Now, it cannot be the derivative of any function either, because by the Baire Category Theorem, if a function defined on an open interval has an antiderivative, then the function must be continuous on a dense set of points. This thread may be of interest to you. :)

Answer 2

Another conterexample is this: let $(a_n, b_n), n = 1, 2, \ldots$ be the sequence of all open intervals in $\mathbb{R}$ with rational endpoints. Let $C_1$ be some Cantor set inside $(a_1, b_1)$. Because $C_1$ is closed and has no interior, $(a_2, b_2) - C_1$ contains some open subinterval. Construct Cantor set $C_2$ inside this subinterval. We can continue this procedure (constructing new Cantor set $C_n$ in $(a_n, b_n)$ that does not intersect previously created $C_1, C_2, \ldots$) -- this is essentialy the same argument as in proof of Baire's theorem.

Now, we have a sequence of Cantor sets $C_1, C_2, ...$ such that 1) $C_i \cap C_j = \emptyset$ for $i \ne j$ and 2) $\bigcup_{i \geq 1} C_i$ is dense in $\mathbb{R}$. For each $n$, pick a bijection $f_n: C_n \to \mathbb{R}$ (there exists one, because $C_n$ has cardinality of continuum). Then construct a function $f: \mathbb{R} \to \mathbb{R}$, $f(x) = f_n(x)$ if $x \in C_n$ and $f(x) = 0$ if $x \not \in C_n$ for any $n$. It's easy to see that $f$ has intermediate value property: if we have some $x < y$ and $f(p) < f(q)$, there's some interval with rational endpoints $(a_n, b_n) \subset (x, y)$, there's $C_n \subset (a_n, b_n)$, so for any $z \in (f(p), f(q))$ there's $w \in C_n$ such that $f(w) = z$: $w$ is just $f_n^{-1}(z)$ (remember that $f_n$ was a bijection).

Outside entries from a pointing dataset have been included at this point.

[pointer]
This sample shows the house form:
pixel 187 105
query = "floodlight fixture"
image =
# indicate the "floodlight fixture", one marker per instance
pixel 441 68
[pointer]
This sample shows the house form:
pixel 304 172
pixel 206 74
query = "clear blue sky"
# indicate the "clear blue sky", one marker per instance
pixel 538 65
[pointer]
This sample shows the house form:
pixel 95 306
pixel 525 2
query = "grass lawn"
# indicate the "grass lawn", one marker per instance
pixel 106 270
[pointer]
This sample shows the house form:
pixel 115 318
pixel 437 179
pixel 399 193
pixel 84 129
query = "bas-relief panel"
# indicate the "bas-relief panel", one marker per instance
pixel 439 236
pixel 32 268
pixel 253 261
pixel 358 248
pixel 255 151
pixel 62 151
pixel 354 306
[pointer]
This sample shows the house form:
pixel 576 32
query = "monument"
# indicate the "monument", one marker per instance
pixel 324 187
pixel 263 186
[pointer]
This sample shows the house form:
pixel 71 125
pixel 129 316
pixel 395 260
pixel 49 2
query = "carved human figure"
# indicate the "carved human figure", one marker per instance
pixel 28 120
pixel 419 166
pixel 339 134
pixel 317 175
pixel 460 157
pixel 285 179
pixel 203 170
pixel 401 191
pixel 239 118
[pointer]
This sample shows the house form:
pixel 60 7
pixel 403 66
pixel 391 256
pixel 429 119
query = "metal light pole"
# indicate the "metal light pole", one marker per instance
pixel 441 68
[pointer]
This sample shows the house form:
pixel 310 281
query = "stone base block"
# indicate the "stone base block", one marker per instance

More interestingly, the set $\bigcup_{n \geq 2} C_n$ is also dense in $\mathbb{R}$, so we can repeat above construction with any function $f_1: C_1 \to \mathbb{R}$, not necessarily a bijection, and we still will obtain a function with the intermediate value property. Now, there are $2^{\mathfrak{c}}$ different functions $C_1 \to \mathbb{R}$, so there are $2^{\mathfrak{c}}$ functions $\mathbb{R} \to \mathbb{R}$ with the intermediate value property. Since there are only $\mathfrak{c}$ continuous functions $\mathbb{R} \to \mathbb{R}$, there are also $\mathfrak{c}$ derivatives, and since $\mathfrak{c} < 2^{\mathfrak{c}}$, there are lots of functions with intermediate value property that are not derivatives.